Logistic regression with predictor variables with both categorical & actual values

#1
I've got a data set with 40 variables with 30 variables each having certain observations that are coded (i.e. have values) from 1-6 describing certain situations and some values that provide real values for what each of those variables represent as well. i.e. the variables are partially categorical. This issue relates only to independent/predictor variables.

I wish to run a logistic regression on the model- the dependent variable is binary.

Could someone please let me know how to proceed on this issue and what the actual code would be in generic terms? Below is what the code would look like somewhat -but your input would be greatly appreciated.


proc logistic data="c:\Documents\Dataset" descending;
class var1 var2 / param=ref ;
model good = var1 var2 var3 var4 .....var 40;
run;

Thank you !!!!!!
 

noetsi

No cake for spunky
#2
Re: Logistic regression with predictor variables with both categorical & actual value

I don't understand how a variable can be partially categorical. It either is categorical or it is not. You should create dummy variables generally out of categorical variables although I am not certain I understand what these predictors are.
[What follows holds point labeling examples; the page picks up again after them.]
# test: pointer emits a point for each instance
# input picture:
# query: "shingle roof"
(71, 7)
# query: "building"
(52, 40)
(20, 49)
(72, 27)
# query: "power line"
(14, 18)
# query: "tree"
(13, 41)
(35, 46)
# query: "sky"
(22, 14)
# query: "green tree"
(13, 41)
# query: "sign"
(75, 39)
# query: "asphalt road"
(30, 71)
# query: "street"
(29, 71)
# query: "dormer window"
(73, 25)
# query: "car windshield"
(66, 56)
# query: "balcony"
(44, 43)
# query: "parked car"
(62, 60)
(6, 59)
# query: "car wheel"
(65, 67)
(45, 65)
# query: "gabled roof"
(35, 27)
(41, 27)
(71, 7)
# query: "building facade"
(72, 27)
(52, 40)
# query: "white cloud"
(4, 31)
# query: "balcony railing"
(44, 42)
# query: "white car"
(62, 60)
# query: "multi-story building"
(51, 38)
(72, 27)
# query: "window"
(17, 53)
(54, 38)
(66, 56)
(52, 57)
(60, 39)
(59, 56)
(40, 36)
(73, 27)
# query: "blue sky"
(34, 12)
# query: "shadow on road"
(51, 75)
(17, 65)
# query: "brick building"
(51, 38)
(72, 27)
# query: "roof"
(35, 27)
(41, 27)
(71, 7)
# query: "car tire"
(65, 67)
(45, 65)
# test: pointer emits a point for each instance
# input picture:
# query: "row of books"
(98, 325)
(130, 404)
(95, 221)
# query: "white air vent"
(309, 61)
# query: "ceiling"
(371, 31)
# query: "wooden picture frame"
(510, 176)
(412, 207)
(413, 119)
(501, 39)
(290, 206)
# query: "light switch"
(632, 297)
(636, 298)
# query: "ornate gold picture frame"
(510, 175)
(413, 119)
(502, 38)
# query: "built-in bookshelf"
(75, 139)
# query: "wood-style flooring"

The code you show is an older way of doing PROC LOGISTICS - generally you would not use the descending option anymore. Instead you specify the EVENT you are maxmising althoug the result is usually the same. There are vast numbers of options for PROC LOGISTICS. I show these without most of these. Note that this generates a wide range of graphs using ODS GRAPHICS which you may or may not want.


ODS GRAPHICS ON;

PROC LOGISTIC DATA=SASUSER.PRACTICE2
PLOTS(ONLY)=ALL
;
CLASS CLO (REF='HS') Area (REF="Area 2") / PARAM=REF;
MODEL DDV (Event = '1')=CLO Area Age DQ10 / STB


;

RUN;
ODS GRAPHICS OFF;

REF states what the reference level is for a variable rather than letting SAS chose a default. This avoids confusion with dummy variables. STB generates standardized coefficients which is useful to compare variables (for class variables this only shows up in the type III analysis shown).
 

Dason

Ambassador to the humans
#3
Re: Logistic regression with predictor variables with both categorical & actual value

I don't understand how a variable can be partially categorical. It either is categorical or it is not.
What do you consider censored data?
 

noetsi

No cake for spunky
#4
Re: Logistic regression with predictor variables with both categorical & actual value

I am not sure what you mean by censored data as I don't work with it. But if the data has a certain number of unique levels (say 12 or more) and it is ordered than it is commonly assumed that you can treat it as interval even though that does meet the formal requirements of such. Categorical data usually has a few levels, I have rarely seen a categorical variable having more than 7 distinct levels in SAS (well in research period).
 

Dason

Ambassador to the humans
#5
Re: Logistic regression with predictor variables with both categorical & actual value

Maybe you have the actual response but if the true response was larger than 100 the measurement itself will read 100. So your real variable is continuous but there is a category of ">= 100" that it could be also. Things aren't always quite as neat and clean as we would like them to be.
 
#6
Re: Logistic regression with predictor variables with both categorical & actual value

Thanks for replying noetsi. The variables have been some values that are coded (-1, -2, -3,-4, -5, -6) as these codes represent special cases where the individual's record was either not found, or was found with discrepancies and so on. Then the same variable also has actual values that is is meant to represent for other observations. So that is why the variables in question are partly categorical. Thanks for the code - what I need some more clarification on is what the REF statement is referring to as reference number/level ? Are you saying that by specifying that option, we tell SAS to model DDV's Event=1 against CLO's HS option and against Area's Area 2 option? Whats the reason for doing that? Another option that i saw was pprob=(0 to 1 by 0.1). Are you familiar with what this option is doing and why we use it? All i understand is that it is increasing the probability from 0 to 1 by 0.1 but for what and why?

Thanks again
 

noetsi

No cake for spunky
#7
Re: Logistic regression with predictor variables with both categorical & actual value

Why not simply treat the ones with the codes -1 to -6 as missing values (which is what they seem to be to me)? Unless you have very few cases using values such as this for missing values (which is what these appear to be) is not a great idea IMHO. If you want to deal with missing data it would be wiser to use multiple imputations (I think SAS does this although I forgot the PROC) than this. Or simply make the values missing.

REF tells SAS what is the level not included as a dummy for a categorical variable. This will then be the value you analyze by looking at the intercept. The reason for doing this is it commonly makes conceptual sense to compare certain levels of a categorical variable against all others. Say there are five levels of education and you believe one of these (college) has a specific effect. Then by using Ref= "college" you can directly compare the other levels to this. If you don't do this SAS will assign one of the levels - probably not the one you want- as the reference level.

I have never seen the pprob option in PROC LOGISTICS. I believe that SAS has an option that incrementally changes the level of a variable, but I am not familiar with it.